Bytecode modules are broken up into multiple sections. Which are listed in order of appearance. Modules should be written and read using little endian byte order.
The header is used to indicate that the file is a valid bytecode module and to indicate what version of the bytecode specification if conforms to. Module loaders should read this header to determine if the file is able to be successfully read.
Bytes | Description |
---|---|
4 bytes | The letters "qkbc" |
4 bytes | Major version number as a signed integer |
4 bytes | Minor version number as a signed integer |
The export list defines a list of labels which are provided by the bytecode module. Using static or dynamic linking, these labels can be used to link together multiple bytecode modules so that they may provide each other with specific functionality. Each label is simply a pointer to somewhere in the code.
The header of the export list contains only the number of exported labels followed by that number of labels.
Bytes | Description |
---|---|
4 bytes | Number of exported labels |
* | Labels |
Each label is defined by a number of bytes for the name of the label followed by the UTF8 bytes of the label name and then a 32bit number for the offset within the code section that that label points to.
Bytes | Description |
---|---|
4 bytes | Number of bytes in the label name |
4 bytes* | Single UTF8 codepoint |
4 bytes | Offset into the code section |
- The number of bytes used varies from character to character and are repeatedly read until the number of bytes in the label name are read
The import list defines a list of names for labels that are required to be linked to this module in order for it to run successfully. During static or dynamic linking imports of one module should be connected with exports of other modules by matching their names.
The header of the import list contains only the number of imports followed by the imported names.
Bytes | Description |
---|---|
4 bytes | Number of exported names |
* | Names |
Each name is defined by a number of bytes followed by the UTF8 bytes of the name.
Bytes | Description |
---|---|
4 bytes | Number of bytes in the name |
4 bytes* | Single UTF8 codepoint |
- The number of bytes used varies from character to character and are repeatedly read until the number of bytes in the label name are read
The code section defines the actual bytecode that is run by the virtual machine.
The header of the code section simply provides a single number that indicates how many bytes are in the code section.
Bytes | Description |
---|---|
4 bytes | Number of bytes in the code section |
Following that, each instruction is encoded using a single byte for the opcode followed by varying numbers of bytes depending on the instruction's required arguments.
Bytes | Description |
---|---|
1 byte | Instruction opcode |
* | Instruction arguments |
For more information of each instruction and it's arguments read about the [[Bytecode Instruction Set]].

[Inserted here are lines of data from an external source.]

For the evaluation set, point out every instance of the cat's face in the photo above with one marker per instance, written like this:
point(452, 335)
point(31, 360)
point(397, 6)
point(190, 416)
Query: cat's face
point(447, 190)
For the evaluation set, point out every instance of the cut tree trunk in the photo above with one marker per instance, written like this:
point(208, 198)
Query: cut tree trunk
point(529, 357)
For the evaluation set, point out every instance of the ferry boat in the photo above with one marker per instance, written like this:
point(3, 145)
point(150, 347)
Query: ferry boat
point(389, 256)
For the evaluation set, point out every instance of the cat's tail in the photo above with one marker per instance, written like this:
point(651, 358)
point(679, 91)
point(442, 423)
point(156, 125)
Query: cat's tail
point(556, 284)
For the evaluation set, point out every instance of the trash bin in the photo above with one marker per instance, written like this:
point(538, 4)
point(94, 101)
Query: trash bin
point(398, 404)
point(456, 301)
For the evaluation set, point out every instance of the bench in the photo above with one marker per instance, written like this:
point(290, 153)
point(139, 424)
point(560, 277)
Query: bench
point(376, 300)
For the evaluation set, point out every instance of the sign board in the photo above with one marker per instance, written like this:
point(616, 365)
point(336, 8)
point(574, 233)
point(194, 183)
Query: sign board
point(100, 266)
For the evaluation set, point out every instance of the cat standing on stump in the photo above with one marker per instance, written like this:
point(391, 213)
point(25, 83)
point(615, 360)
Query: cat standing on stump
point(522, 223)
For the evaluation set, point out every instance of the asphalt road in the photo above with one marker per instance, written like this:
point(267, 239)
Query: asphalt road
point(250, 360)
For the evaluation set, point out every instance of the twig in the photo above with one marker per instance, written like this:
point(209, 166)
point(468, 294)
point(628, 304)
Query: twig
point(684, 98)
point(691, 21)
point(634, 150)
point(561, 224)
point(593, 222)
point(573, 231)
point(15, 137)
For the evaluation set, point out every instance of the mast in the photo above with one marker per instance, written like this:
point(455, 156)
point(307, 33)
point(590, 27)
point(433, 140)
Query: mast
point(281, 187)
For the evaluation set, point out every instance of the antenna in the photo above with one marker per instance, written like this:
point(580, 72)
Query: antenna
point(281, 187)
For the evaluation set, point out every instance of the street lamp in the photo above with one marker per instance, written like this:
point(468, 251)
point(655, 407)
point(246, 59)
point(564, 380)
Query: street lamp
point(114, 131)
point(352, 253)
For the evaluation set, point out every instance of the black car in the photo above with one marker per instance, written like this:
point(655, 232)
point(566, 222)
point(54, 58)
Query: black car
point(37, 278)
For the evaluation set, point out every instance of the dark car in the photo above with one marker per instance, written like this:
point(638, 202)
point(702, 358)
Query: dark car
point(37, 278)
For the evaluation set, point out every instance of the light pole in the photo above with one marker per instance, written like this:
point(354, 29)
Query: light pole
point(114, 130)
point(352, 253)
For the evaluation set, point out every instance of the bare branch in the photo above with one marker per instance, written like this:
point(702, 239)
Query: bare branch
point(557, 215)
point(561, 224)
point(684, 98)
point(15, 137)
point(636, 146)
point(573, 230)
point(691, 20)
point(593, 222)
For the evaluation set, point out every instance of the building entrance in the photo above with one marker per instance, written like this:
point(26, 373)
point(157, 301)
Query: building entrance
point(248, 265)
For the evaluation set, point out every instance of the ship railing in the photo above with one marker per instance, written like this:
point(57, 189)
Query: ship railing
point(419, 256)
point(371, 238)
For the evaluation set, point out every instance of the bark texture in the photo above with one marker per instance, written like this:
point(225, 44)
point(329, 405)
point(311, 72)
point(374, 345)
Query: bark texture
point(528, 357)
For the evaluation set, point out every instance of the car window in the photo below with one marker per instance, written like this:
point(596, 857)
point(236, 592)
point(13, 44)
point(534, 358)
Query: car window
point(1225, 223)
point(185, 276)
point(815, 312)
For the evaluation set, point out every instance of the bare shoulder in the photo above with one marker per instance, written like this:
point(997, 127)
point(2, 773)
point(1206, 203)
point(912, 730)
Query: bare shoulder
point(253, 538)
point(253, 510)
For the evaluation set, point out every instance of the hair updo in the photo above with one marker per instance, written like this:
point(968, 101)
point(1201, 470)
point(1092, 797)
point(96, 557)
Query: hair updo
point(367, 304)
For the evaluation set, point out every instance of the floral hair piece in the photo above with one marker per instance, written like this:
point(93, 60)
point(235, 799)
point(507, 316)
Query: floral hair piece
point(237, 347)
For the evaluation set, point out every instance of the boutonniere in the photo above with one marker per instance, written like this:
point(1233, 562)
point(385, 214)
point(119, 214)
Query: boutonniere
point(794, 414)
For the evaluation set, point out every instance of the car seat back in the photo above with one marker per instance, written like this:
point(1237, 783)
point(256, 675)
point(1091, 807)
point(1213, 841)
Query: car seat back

The data segment of the module is used for storing data which can be accessed at runtime. The data segment is broken up into 2 different pools. The size of the data-section remains fixed during the execution of a program. The Constant Pool is used for storing constant data that will not change during the length of the program's execution. On the other hand, the Static Pool stored data that can be both read and updated from the pool at runtime.
The constant pool is a region in the bytecode file for storing values that are to remain unchanged throughout the runtime of a program.

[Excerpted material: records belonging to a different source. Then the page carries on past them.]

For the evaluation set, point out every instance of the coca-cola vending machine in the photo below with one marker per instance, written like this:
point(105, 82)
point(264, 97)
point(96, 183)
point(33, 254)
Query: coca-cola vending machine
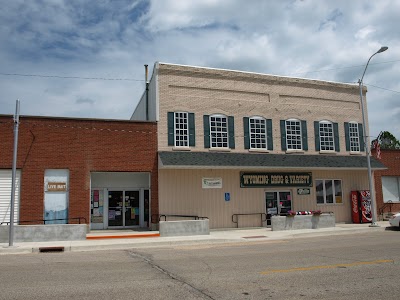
point(361, 207)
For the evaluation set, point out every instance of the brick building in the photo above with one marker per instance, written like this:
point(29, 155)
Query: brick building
point(101, 171)
point(387, 183)
point(238, 147)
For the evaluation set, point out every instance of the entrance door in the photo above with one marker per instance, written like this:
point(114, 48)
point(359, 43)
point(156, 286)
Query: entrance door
point(277, 204)
point(123, 208)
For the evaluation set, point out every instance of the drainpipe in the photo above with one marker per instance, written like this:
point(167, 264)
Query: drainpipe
point(147, 91)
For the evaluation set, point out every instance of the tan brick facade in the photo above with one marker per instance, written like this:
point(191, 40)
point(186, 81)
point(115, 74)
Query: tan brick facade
point(207, 91)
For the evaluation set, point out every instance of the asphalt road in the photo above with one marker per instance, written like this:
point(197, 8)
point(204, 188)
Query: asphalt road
point(363, 266)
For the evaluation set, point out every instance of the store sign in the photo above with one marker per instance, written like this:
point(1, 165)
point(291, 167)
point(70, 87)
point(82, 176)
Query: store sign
point(56, 187)
point(212, 183)
point(275, 179)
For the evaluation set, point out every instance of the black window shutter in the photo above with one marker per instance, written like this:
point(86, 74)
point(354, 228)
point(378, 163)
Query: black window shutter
point(316, 136)
point(336, 137)
point(283, 135)
point(246, 133)
point(206, 124)
point(304, 135)
point(192, 132)
point(231, 132)
point(347, 135)
point(270, 142)
point(171, 129)
point(361, 137)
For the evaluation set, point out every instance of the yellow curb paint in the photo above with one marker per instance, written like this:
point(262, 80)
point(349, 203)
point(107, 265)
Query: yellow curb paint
point(329, 266)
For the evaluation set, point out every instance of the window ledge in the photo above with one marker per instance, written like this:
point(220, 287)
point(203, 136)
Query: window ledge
point(356, 153)
point(259, 150)
point(181, 149)
point(219, 150)
point(294, 151)
point(328, 152)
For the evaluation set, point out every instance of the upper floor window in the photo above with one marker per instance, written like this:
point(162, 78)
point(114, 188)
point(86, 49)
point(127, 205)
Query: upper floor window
point(354, 137)
point(219, 131)
point(326, 136)
point(294, 135)
point(328, 191)
point(181, 129)
point(257, 133)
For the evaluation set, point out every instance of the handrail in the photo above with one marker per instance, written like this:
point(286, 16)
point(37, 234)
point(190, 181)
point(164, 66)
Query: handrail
point(181, 216)
point(382, 209)
point(44, 221)
point(249, 214)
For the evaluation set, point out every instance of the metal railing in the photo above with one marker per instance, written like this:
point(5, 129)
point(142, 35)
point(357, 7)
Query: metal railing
point(235, 218)
point(387, 204)
point(159, 217)
point(44, 221)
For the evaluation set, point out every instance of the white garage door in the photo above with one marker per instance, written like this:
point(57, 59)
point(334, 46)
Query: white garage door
point(5, 195)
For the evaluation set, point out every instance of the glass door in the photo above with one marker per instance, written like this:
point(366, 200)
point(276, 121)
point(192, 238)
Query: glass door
point(115, 208)
point(132, 208)
point(123, 208)
point(277, 203)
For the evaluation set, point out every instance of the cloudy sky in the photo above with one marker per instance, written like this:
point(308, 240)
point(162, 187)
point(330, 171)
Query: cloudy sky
point(76, 58)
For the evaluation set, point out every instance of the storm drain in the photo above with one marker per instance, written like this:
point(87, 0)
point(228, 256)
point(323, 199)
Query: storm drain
point(255, 237)
point(51, 249)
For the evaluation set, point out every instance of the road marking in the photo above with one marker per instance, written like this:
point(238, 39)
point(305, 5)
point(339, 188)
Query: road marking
point(226, 244)
point(383, 261)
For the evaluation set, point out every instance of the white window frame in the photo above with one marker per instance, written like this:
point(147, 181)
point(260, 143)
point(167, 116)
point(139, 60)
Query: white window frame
point(219, 131)
point(326, 136)
point(334, 192)
point(181, 129)
point(258, 133)
point(354, 138)
point(390, 194)
point(293, 135)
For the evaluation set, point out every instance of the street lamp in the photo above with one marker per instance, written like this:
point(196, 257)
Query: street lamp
point(366, 143)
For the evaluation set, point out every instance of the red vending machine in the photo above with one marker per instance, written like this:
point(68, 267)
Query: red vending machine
point(361, 207)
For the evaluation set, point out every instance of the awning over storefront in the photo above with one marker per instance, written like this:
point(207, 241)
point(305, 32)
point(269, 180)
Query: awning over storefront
point(206, 160)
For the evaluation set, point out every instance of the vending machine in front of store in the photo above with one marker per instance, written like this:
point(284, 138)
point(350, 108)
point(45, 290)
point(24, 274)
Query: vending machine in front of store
point(361, 207)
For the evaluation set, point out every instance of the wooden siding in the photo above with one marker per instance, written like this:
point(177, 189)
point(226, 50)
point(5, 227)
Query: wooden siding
point(181, 192)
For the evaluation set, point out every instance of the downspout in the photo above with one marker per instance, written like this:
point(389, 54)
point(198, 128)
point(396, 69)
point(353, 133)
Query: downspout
point(147, 91)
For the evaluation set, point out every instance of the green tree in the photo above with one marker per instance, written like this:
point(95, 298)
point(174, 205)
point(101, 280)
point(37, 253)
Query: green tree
point(387, 141)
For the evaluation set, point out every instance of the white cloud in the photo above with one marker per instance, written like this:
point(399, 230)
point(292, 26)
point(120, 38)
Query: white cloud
point(364, 32)
point(114, 39)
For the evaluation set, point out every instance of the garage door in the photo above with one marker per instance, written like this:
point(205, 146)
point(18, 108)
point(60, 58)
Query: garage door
point(5, 195)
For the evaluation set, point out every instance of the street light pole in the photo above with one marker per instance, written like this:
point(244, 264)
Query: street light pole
point(366, 143)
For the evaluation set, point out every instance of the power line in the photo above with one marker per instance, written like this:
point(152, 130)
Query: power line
point(70, 77)
point(378, 87)
point(341, 68)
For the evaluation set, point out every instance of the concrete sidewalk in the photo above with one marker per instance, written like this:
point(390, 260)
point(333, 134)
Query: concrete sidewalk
point(109, 240)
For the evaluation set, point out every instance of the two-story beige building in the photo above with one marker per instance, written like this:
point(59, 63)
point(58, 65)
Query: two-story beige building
point(238, 147)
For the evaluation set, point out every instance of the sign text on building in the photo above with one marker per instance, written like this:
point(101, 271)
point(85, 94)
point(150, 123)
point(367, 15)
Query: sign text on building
point(275, 179)
point(56, 187)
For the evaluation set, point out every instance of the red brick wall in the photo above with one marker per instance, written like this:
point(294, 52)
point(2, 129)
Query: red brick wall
point(81, 146)
point(391, 159)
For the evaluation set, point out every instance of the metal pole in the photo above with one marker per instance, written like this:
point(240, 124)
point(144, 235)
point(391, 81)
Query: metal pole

The constant pool is strongly typed and each element can be accessed by a single index into the pool. This makes the Constant Pool more flexible than the Static Pool for storing values as values that take up larger amounts of memory will still only occupy a single slot in the constant pool thanks to this type system allowing for each value to be read one at a time.
The header of the constant pool, like other sections, is composed only of a single integer representing the number of entries in the constant pool.
Bytes | Description |
---|---|
4 bytes | Number of entries in the constant pool |
Each subsequent entry is then encoded in the following format.
Bytes | Description |
---|---|
1 byte | Tag representing the type of data |
* | Data bytes differing by data type |
Every type will encode it's data differently. Some of the included constant types are described in the table below.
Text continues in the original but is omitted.